Materials and Methods

Animals and treatment. Male wild-type C57BL/6J mice (8 weeks old) were housed 5 per cage in our animal facility in a 12-h light-dark cycle. Animals were allowed free access to drink (tap water or 4NQO water (50 μg/ml, Sigma, St. Louis, MO, USA)). All procedures involving the use of mice were in accordance with the Institutional Animal Use and Care Committee (Technion, Israel). Mice were divided into four groups after one week of acclimation. Group 1 (n=10) was given either normal drinking water or 4NQO water for 6 weeks (five served as control and five were given the carcinogenic water). Group 2 (n=10) was given either normal drinking water or 4NQO water for 12 weeks. Group 3 (n=10) was given either normal drinking water or 4NQO water for 18 weeks. Finally, group 4 (n=10) was given either normal drinking water or 4NQO water for 30 weeks. The overall experimental period was 30 weeks. 4NQO treatment of the experimental groups was given at a concentration of 50μg/ml to all the age groups. The body weights were monitored bi-weekly and health status was examined daily until the end of the experiment.

Tissue processing and histopathological analyses. At each time frame (6, 12, 18, 30 weeks) 10 mice were sacrificed using the cervical dislocation method; the tongue was harvested and examined for the presence of macroscopic alterations (Figure 1), then split 3 ways: one third of the tongue was snap frozen in liquid nitrogen for protein extraction and nuclear and cytosolic separation, another third was immersed in Tri-Reagent® and processed for mRNA extraction according to the manufacturer's protocol (Molecular Research Center, Inc. Cincinnati, OH, USA) and the last third was fixed overnight in 10% neutral-buffered formalin, transferred to 70% ethanol, processed and embedded in paraffin for histopathology.

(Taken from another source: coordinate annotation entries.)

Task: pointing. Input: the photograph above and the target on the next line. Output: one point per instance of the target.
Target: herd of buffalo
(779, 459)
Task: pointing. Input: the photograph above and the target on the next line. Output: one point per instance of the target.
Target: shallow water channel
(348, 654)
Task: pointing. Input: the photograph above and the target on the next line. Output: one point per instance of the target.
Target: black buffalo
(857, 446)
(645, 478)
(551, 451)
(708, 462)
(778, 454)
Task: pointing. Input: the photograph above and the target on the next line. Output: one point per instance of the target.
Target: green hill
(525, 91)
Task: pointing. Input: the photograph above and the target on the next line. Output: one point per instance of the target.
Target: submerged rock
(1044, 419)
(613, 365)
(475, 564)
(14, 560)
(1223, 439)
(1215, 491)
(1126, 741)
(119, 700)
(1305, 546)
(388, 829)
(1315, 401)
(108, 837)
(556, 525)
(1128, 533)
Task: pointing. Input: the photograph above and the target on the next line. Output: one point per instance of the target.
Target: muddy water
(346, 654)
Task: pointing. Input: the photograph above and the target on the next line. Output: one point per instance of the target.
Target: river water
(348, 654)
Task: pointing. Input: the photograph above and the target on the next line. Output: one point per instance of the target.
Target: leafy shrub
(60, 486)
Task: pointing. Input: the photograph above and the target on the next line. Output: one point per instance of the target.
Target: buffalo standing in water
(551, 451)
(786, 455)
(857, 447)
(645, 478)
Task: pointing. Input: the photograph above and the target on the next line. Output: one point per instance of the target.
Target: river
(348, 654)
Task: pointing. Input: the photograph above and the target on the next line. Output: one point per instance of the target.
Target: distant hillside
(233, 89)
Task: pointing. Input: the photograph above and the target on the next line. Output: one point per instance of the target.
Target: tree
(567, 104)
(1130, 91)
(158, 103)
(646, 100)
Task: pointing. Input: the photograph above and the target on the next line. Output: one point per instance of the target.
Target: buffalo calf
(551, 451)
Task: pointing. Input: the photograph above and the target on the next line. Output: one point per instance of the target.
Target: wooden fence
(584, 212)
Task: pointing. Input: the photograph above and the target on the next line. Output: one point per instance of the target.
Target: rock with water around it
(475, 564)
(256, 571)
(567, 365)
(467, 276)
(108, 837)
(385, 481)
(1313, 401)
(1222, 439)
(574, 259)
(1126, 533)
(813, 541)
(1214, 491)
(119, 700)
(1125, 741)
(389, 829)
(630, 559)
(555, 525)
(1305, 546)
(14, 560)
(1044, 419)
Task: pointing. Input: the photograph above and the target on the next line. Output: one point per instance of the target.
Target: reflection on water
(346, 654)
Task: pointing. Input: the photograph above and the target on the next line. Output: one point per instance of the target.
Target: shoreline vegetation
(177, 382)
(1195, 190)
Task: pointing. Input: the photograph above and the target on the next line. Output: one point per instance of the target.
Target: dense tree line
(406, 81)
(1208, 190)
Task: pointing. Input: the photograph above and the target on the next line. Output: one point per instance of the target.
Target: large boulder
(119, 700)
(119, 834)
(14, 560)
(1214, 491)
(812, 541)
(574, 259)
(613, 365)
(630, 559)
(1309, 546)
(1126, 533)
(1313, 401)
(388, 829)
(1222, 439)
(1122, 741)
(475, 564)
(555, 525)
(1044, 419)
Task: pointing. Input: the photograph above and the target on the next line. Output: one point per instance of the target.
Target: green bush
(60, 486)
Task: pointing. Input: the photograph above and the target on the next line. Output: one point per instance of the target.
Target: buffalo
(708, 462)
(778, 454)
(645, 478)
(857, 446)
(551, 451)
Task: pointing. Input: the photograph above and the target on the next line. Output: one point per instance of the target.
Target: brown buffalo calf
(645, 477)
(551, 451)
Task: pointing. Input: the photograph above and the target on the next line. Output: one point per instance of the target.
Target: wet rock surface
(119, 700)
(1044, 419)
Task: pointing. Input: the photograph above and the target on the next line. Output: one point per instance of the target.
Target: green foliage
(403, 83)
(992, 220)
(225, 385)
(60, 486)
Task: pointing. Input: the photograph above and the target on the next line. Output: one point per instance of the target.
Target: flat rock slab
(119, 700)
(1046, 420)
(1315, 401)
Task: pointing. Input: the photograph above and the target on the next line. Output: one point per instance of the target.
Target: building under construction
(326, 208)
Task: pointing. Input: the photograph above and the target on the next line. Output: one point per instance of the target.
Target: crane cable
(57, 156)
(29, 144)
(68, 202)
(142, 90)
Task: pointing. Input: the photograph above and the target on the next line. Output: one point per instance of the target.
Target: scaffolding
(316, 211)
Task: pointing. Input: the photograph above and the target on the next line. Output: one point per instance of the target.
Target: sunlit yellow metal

Heparanase immunostaining. Staining of formalin-fixed, paraffin-embedded 5-micron sections for heparanase was performed essentially as described (9). Briefly, slides were de-paraffinized with xylene, rehydrated and endogenous peroxidase was quenched by 3% hydrogen peroxide in methanol. Slides were then subjected to antigen retrieval by boiling in citrate buffer, pH 6, blocked with 10% normal goat serum and incubated with anti-heparanase monoclonal MIAO antibodies diluted 1:100-200 in blocking solution (Vlodavsky, Haifa, Israel). Slides were then extensively washed and incubated with a secondary reagent (Envision kit) according to the manufacturer's (Dako, city, CA, USA) instructions. Following additional washes, color was developed with the 3-amino-9-ethylcarbazole (AEC) reagent (Sigma-Aldrich), sections were counterstained with hematoxylin and mounted, as described (9). Slides were scored as 0-negligible staining, 1-weak staining and 2-strong staining, while the specific intracellular localization was recorded.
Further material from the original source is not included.